Of colors, bursts upon the ravished sight!

Here, where the maple rears its yellow crest,

A golden glory: yonder, where the oak

Stands monarch of the forest, and the ash

Is girt with flame-like parasite, and broad

The dogwood spreads beneath, a rolling field

Of deepest crimson; and afar, where looms

The gnarléd gum, a cloud of bloodiest red!

Out in the woods of Autumn!—I have cast

Aside the shackles of the town, that vex

The fetterless soul, and come to hide myself,

Miami! in thy venerable shades.

Low on thy bank, where spreads the velvet moss,

My limbs recline. Beneath me, silver-bright,

Glide the clear waters, with a plaintive moan

For summer’s parting glories. High o’erhead,

Seeking the sedgy lakes of the warm South,

Sails tireless the unerring waterfowl,

Screaming among the cloud-racks. Oft from where,

Erect on mossy trunk, the partridge stands,

Bursts suddenly the whistle clear and loud,

Far-echoing through the dim wood’s fretted aisles.
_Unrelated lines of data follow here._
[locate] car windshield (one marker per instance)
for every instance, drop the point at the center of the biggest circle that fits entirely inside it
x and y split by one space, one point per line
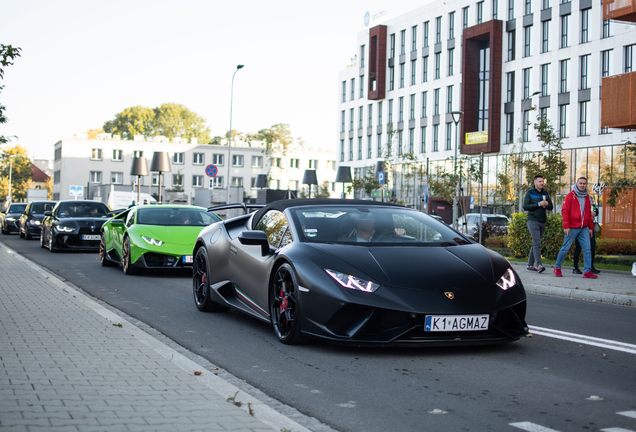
16 208
40 208
82 209
372 225
176 216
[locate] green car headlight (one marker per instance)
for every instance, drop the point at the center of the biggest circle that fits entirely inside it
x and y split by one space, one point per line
152 241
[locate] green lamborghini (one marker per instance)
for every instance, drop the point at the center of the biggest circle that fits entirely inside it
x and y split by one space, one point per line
153 237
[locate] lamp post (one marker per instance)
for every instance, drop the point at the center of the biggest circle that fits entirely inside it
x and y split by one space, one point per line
229 139
457 117
523 102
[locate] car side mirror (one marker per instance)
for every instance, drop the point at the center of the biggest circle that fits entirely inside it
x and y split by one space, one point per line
255 238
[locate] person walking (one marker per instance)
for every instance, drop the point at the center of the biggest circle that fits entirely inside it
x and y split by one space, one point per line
577 248
536 202
577 224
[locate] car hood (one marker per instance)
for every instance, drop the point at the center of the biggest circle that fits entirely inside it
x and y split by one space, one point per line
421 268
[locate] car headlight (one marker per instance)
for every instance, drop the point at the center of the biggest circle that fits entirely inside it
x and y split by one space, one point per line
152 241
508 280
353 282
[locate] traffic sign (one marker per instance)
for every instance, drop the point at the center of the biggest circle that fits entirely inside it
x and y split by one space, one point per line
211 170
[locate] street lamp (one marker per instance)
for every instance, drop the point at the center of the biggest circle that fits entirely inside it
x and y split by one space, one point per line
523 102
457 117
229 140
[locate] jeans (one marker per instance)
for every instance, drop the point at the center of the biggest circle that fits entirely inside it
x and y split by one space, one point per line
583 236
536 229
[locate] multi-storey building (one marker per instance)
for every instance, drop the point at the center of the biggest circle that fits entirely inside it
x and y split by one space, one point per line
496 61
107 161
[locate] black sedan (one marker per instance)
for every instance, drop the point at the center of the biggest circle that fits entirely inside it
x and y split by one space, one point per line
74 225
359 272
10 220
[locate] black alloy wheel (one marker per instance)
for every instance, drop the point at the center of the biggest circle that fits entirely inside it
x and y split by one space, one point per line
126 260
103 256
201 285
285 306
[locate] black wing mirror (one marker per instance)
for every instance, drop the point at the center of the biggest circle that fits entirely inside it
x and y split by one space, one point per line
255 238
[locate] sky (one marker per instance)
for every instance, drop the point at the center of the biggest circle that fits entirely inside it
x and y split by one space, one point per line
84 61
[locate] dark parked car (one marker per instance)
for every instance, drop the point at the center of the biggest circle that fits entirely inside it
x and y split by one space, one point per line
359 272
11 218
30 223
74 225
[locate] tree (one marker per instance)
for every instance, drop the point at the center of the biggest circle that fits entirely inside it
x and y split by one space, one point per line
7 56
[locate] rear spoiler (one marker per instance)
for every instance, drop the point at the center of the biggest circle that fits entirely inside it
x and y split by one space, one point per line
247 208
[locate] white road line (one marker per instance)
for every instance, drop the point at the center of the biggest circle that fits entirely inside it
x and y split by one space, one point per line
587 340
531 427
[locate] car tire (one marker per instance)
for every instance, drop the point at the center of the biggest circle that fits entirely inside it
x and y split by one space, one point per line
103 256
285 310
126 262
201 285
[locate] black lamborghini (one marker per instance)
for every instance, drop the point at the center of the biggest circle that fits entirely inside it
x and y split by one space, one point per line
359 272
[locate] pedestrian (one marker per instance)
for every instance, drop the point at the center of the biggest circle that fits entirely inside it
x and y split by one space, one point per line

Deep murmurs from the trees, bending with brown

And ripened mast, are interrupted now

By sounds of dropping nuts; and warily

The turkey from the thicket comes, and swift

As flies an arrow darts the pheasant down,

To batten on the autumn; and the air,

At times, is darkened by a sudden rush

Of myriad wings, as the wild pigeon leads

His squadrons to the banquet. Far away,

Where the pawpaw its mellow fruitage yields,

And thick, dark clusters of the wild grape hang,

The merry laugh of childhood, and the shout

Of truant schoolboy, ring upon the air.